Fyre : Oui. Pourtant, la majorité des gens en Bulgarie soutenaient la Croatie. Même les présentateurs télé s'étaient habillés avec des maillots de la Croatie le jour de la finale.
Vitezz : C'était incroyable...
Fyre : Ils disaient que les Croates étaient nos frères slaves, et donc qu'il fallait être pour eux. Mais tu sais, je ne vois pas les choses comme ça. Tous les deux, on n'a pas beaucoup de liens avec ce pays. On en a beaucoup plus avec la France qu'avec la Croatie. Je suis déjà allé en Croatie, et les gens n'étaient pas aussi amicaux qu'en France. Donc je ne peux pas considérer quelqu'un comme mon frère si je n'ai pas de relations avec lui. J'aime la France, j'aime les joueurs, on écoute votre musique, on aime la culture. Et on le dit fièrement.
« Malheureusement, la plupart des Bulgares sont un peu racistes. Ils ne vont pas soutenir les équipes comme la France, ou l'Allemagne. »
Vitezz : Malheureusement, la plupart des Bulgares sont un peu racistes. Ils ne vont pas soutenir les équipes comme la France, ou l'Allemagne.
Fyre : Ça m'a choqué quand un grand journal bulgare a titré « L'Afrique célèbre sa victoire en Coupe du monde. »
Vitezz : Oui, un des plus gros quotidiens. C'était en une, « L'Afrique a gagné la Coupe du monde. » Ridicule.
Fyre : Nous sommes un pays de l'Union européenne, et les Bulgares rient en lisant ça... Mais si tu vas en France ou en Allemagne, tu verras comment vivent les gens. Tu verras qu'ils sont sympathiques et accueillants. Tu vas découvrir des nouvelles cultures et voir les choses de façon différente. Ici, il faut expliquer ça aux gens en se disputant parfois avec eux parce qu'ils ne comprennent pas que ces joueurs sont nés en France.
Vitezz : Le racisme est très courant dans les Balkans.

La chanson est sortie en août, alors pourquoi les Français ne la découvrent que maintenant ?

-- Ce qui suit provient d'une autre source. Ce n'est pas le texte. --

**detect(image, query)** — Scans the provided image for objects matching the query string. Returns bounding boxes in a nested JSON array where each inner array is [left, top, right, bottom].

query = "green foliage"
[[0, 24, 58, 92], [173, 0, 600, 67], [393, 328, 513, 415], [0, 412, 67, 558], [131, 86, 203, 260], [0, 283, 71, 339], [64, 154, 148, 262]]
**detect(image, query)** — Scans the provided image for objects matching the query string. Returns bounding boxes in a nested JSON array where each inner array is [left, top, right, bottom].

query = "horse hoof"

Fyre : Quand on a publié le clip, on a contacté quelques groupes de fans du PSG pour qu'ils le relaient. Certains l'ont fait, comme Paris No Limit qui a partagé la chanson sur Instagram. Ensuite, il y a eu quelques articles qui ont attiré l'attention sur nous. Mais lundi, il y a un blogger pro-PSG très connu qui s'appelle Pauleta qui a mis notre clip dans son vlog. Une heure plus tard, j'ai reçu 200 textos ! On a gagné des centaines de milliers de vues sur Youtube, c'était complètement fou. Il a fait les choses très correctement, il m'a demandé s'il pouvait utiliser ma chanson, donc shout out à lui !

L'instru sonne comme de l'afrotrap, un genre musical qui mêle rap et sonorités africaines. C'est très populaire en ce moment en France et les footballeurs adorent, c'était voulu ?

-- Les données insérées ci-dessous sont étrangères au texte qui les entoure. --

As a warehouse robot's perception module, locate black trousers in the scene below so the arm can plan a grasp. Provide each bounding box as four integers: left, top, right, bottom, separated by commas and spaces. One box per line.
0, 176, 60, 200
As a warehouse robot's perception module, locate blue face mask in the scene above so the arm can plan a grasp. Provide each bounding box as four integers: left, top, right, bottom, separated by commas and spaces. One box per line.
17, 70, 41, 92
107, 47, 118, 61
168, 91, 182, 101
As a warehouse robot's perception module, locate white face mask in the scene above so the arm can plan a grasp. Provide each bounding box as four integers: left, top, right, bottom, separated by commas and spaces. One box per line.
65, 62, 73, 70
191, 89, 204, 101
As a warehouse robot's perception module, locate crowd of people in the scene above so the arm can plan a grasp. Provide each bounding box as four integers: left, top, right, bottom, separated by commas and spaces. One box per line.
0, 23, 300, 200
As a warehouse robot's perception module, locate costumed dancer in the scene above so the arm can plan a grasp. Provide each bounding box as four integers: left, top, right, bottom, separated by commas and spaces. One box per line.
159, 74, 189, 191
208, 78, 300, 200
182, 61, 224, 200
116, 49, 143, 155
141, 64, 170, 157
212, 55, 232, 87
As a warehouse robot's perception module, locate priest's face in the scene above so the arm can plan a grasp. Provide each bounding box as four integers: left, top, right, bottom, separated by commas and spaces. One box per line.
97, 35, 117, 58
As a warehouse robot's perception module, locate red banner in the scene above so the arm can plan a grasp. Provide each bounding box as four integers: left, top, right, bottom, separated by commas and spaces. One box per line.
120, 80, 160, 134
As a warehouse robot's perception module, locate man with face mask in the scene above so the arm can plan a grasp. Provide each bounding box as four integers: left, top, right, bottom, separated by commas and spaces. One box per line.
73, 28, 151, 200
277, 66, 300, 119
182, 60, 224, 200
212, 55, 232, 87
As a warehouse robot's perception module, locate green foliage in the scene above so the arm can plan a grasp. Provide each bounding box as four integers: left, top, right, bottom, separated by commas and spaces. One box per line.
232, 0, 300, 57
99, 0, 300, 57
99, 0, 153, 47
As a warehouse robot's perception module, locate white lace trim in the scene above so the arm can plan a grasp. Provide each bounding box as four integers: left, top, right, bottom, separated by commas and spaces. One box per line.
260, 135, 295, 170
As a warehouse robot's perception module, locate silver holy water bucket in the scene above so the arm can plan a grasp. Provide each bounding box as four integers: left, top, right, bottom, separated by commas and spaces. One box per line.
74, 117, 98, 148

« On écoute beaucoup de MHD. Et comme on veut être des pionniers et que personne n'avait encore fait d'afrotrap en Bulgarie, on s'est lancés. »
Vitezz : Oui, quand tu l'écoutes pour la première fois, ça sonne comme de l'afrotrap. Mais ça sonne aussi comme de la musique balkanique. Le rythme, les instruments...
Fyre : On écoute beaucoup de MHD. Et comme on veut être des pionniers et que personne n'avait encore fait d'afrotrap en Bulgarie, on s'est lancés. On aime apporter des nouvelles choses. Beaucoup de jeunes connaissent MHD, Niska, ces gens qui font de l'afrotrap.
Vitezz : Et tout le monde nous disait : « Je n'arrive pas à croire que ce soit une chanson bulgare ! »
Fyre : On a mélangé ça avec des paroles un peu plus agressives, des street lyrics, et ça a plu aux gens.